Use sendTyping() / SendTypingAsync() / send_typing() on TurnContext to show a typing indicator. This is useful when processing takes a few seconds — it signals to the user that the bot is working.

csharp
app.On("message", async (ctx, ct) =>
{
    // Show typing indicator
    await ctx.SendTypingAsync(ct);
    
    // Simulate long-running work (e.g. database lookup, LLM inference)
    await Task.Delay(3000, ct);
    
    // Send the reply
    await ctx.SendAsync("Processing complete!", ct);
});
typescript
app.on('message', async (ctx) => {
  // Show typing indicator
  await ctx.sendTyping()
  
  // Simulate long-running work
  await new Promise(resolve => setTimeout(resolve, 3000))
  
  // Send the reply
  await ctx.send('Processing complete!')
})
python
@app.on("message")
async def on_message(ctx):
    # Show typing indicator
    await ctx.send_typing()
    
    # Simulate long-running work
    await asyncio.sleep(3)
    
    # Send the reply
    await ctx.send("Processing complete!")

Note: .NET SendTypingAsync() returns Task<string> (the activity ID), but most bots ignore this value.


Receiving Typing Activities

Register a handler to process incoming typing activities using the standard on() pattern. This is less common (most bots ignore inbound typing), but useful for analytics or state tracking.

csharp
app.On("typing", async (ctx, ct) =>
{
    Console.WriteLine($"{ctx.Activity.From?.Name} is typing...");
});
typescript
app.on('typing', async (ctx) => {
  console.log(`${ctx.activity.from?.name} is typing...`)
})
python
@app.on("typing")
async def on_typing(ctx):
    print(f"{ctx.activity.from_account.name} is typing...")

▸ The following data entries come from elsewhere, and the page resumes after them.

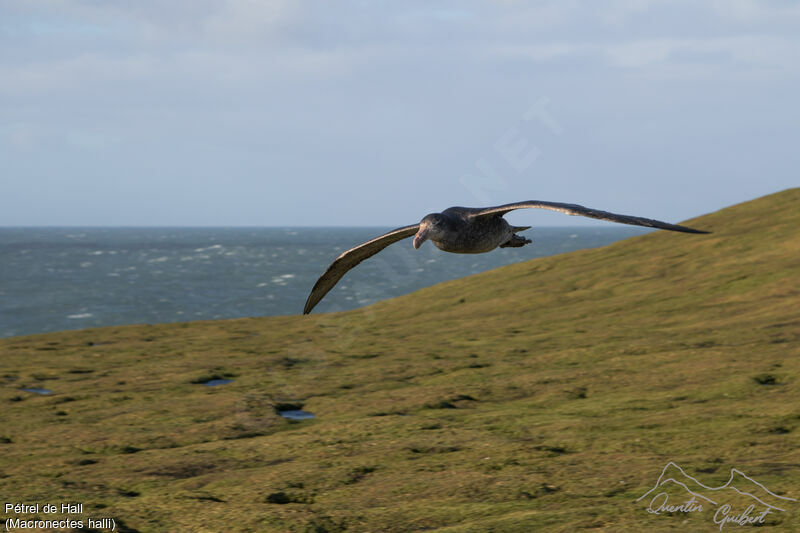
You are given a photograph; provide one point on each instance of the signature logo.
(741, 500)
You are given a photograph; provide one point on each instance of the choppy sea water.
(54, 279)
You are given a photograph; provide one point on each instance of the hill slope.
(546, 394)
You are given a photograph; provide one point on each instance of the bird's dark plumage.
(465, 230)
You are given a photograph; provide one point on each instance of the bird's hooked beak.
(420, 237)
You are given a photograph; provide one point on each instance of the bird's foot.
(515, 242)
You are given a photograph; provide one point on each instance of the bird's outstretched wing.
(574, 209)
(350, 259)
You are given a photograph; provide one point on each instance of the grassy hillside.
(546, 395)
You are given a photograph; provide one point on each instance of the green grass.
(546, 395)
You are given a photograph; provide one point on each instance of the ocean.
(54, 279)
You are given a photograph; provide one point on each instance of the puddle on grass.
(296, 414)
(39, 391)
(215, 382)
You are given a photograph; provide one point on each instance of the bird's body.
(470, 235)
(465, 230)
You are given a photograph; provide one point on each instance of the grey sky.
(200, 112)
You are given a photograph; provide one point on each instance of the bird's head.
(431, 227)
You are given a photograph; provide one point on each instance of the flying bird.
(465, 230)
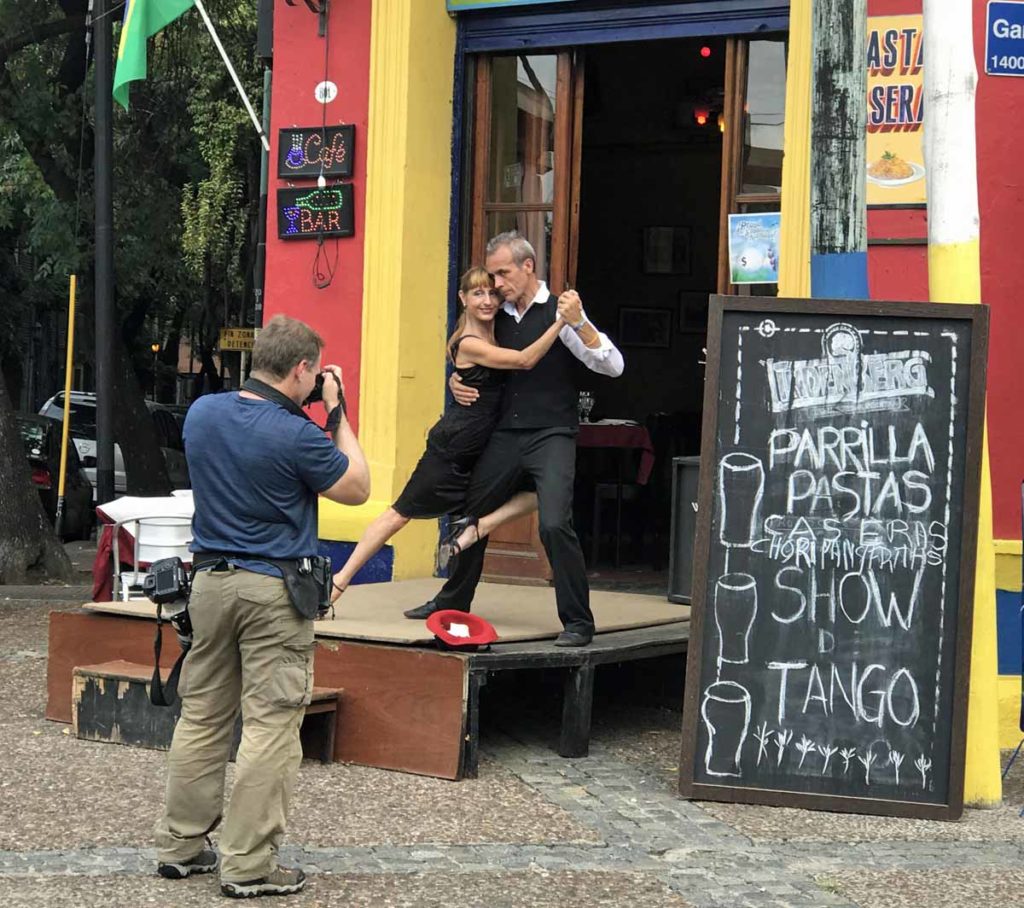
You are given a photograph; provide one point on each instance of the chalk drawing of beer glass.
(735, 606)
(740, 488)
(726, 714)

Unregistered Typing Activities

If no handler is registered for typing activities, they are silently ignored — the bot continues normally. You do not need to register a typing handler unless your bot needs to react to user typing.


Tips

  • Don't overuse typing. Sending a typing indicator every 500 milliseconds is noisy. Reserve it for operations that genuinely take 1–3+ seconds.
  • Combine with proactive delays. If a message reply is delayed, send a typing indicator first to keep the user engaged.
  • Multiple sends are OK. You can send typing multiple times in a single turn if the operation has distinct phases.